I'm testing with ES 2.3.5. My tests show that the pattern analyzer does not respect the max_token_length value.
First I try the standard analyzer.
POST /_analyze
{
"analyzer": "standard",
"text": "xxxxxxxxxxxxxxxxxxxxxxxxxxxxxxxxxxxxxxxxxxxxxxxxxxxxxxxxxxxxxxxxxxxxxxxxxxxxxxxxxxxxxxxxxxxxxxxxxxxxxxxxxxxxxxxxxxxxxxxxxxxxxxxxxxxxxxxxxxxxxxxxxxxxxxxxxxxxxxxxxxxxxxxxxxxxxxxxxxxxxxxxxxxxxxxxxxxxxxxxxxxxxxxxxxxxxxxxxxxxxxxxxxxxxxxxxxxxxxxxxxxxxxxxxxxxxxxyyyyyyyyyyyyyyyyyyyyyyyyyyyyyyyyyyyyyyyy"
}
In the result I see the default 255 char max_token_length value applied.
{
"tokens": [
{
"token": "xxxxxxxxxxxxxxxxxxxxxxxxxxxxxxxxxxxxxxxxxxxxxxxxxxxxxxxxxxxxxxxxxxxxxxxxxxxxxxxxxxxxxxxxxxxxxxxxxxxxxxxxxxxxxxxxxxxxxxxxxxxxxxxxxxxxxxxxxxxxxxxxxxxxxxxxxxxxxxxxxxxxxxxxxxxxxxxxxxxxxxxxxxxxxxxxxxxxxxxxxxxxxxxxxxxxxxxxxxxxxxxxxxxxxxxxxxxxxxxxxxxxxxxxxxxxxxx",
"start_offset": 0,
"end_offset": 255,
"type": "<ALPHANUM>",
"position": 0
},
{
"token": "yyyyyyyyyyyyyyyyyyyyyyyyyyyyyyyyyyyyyyyy",
"start_offset": 255,
"end_offset": 295,
"type": "<ALPHANUM>",
"position": 1
}
]
}
I try the same thing with the pattern analyzer.
POST /_analyze
{
"analyzer": "pattern",
"text": "xxxxxxxxxxxxxxxxxxxxxxxxxxxxxxxxxxxxxxxxxxxxxxxxxxxxxxxxxxxxxxxxxxxxxxxxxxxxxxxxxxxxxxxxxxxxxxxxxxxxxxxxxxxxxxxxxxxxxxxxxxxxxxxxxxxxxxxxxxxxxxxxxxxxxxxxxxxxxxxxxxxxxxxxxxxxxxxxxxxxxxxxxxxxxxxxxxxxxxxxxxxxxxxxxxxxxxxxxxxxxxxxxxxxxxxxxxxxxxxxxxxxxxxxxxxxxxxyyyyyyyyyyyyyyyyyyyyyyyyyyyyyyyyyyyyyyyy"
}
The result is one token longer than the 255 character limit.
{
"tokens": [
{
"token": "xxxxxxxxxxxxxxxxxxxxxxxxxxxxxxxxxxxxxxxxxxxxxxxxxxxxxxxxxxxxxxxxxxxxxxxxxxxxxxxxxxxxxxxxxxxxxxxxxxxxxxxxxxxxxxxxxxxxxxxxxxxxxxxxxxxxxxxxxxxxxxxxxxxxxxxxxxxxxxxxxxxxxxxxxxxxxxxxxxxxxxxxxxxxxxxxxxxxxxxxxxxxxxxxxxxxxxxxxxxxxxxxxxxxxxxxxxxxxxxxxxxxxxxxxxxxxxxyyyyyyyyyyyyyyyyyyyyyyyyyyyyyyyyyyyyyyyy",
"start_offset": 0,
"end_offset": 295,
"type": "word",
"position": 0
}
]
}
I see similar failure when I explicitly set max_token_length or when I try to use my own pattern analyzers and tokenizers with a max_token_length value.

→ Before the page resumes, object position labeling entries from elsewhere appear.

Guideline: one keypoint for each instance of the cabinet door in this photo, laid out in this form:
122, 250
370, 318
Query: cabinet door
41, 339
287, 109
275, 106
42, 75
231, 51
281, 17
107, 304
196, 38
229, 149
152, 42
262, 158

The big problem I'm trying to solve is some of my not_analyzed data has values of length greater than 32,766 characters. This triggers a Lucene error because I get terms greater than the Lucene max length (as well discussed on Stackoverflow UTF-8 Encoding Longer Than Max). I still want some search and sort capability on these long field values, even if it is not perfect.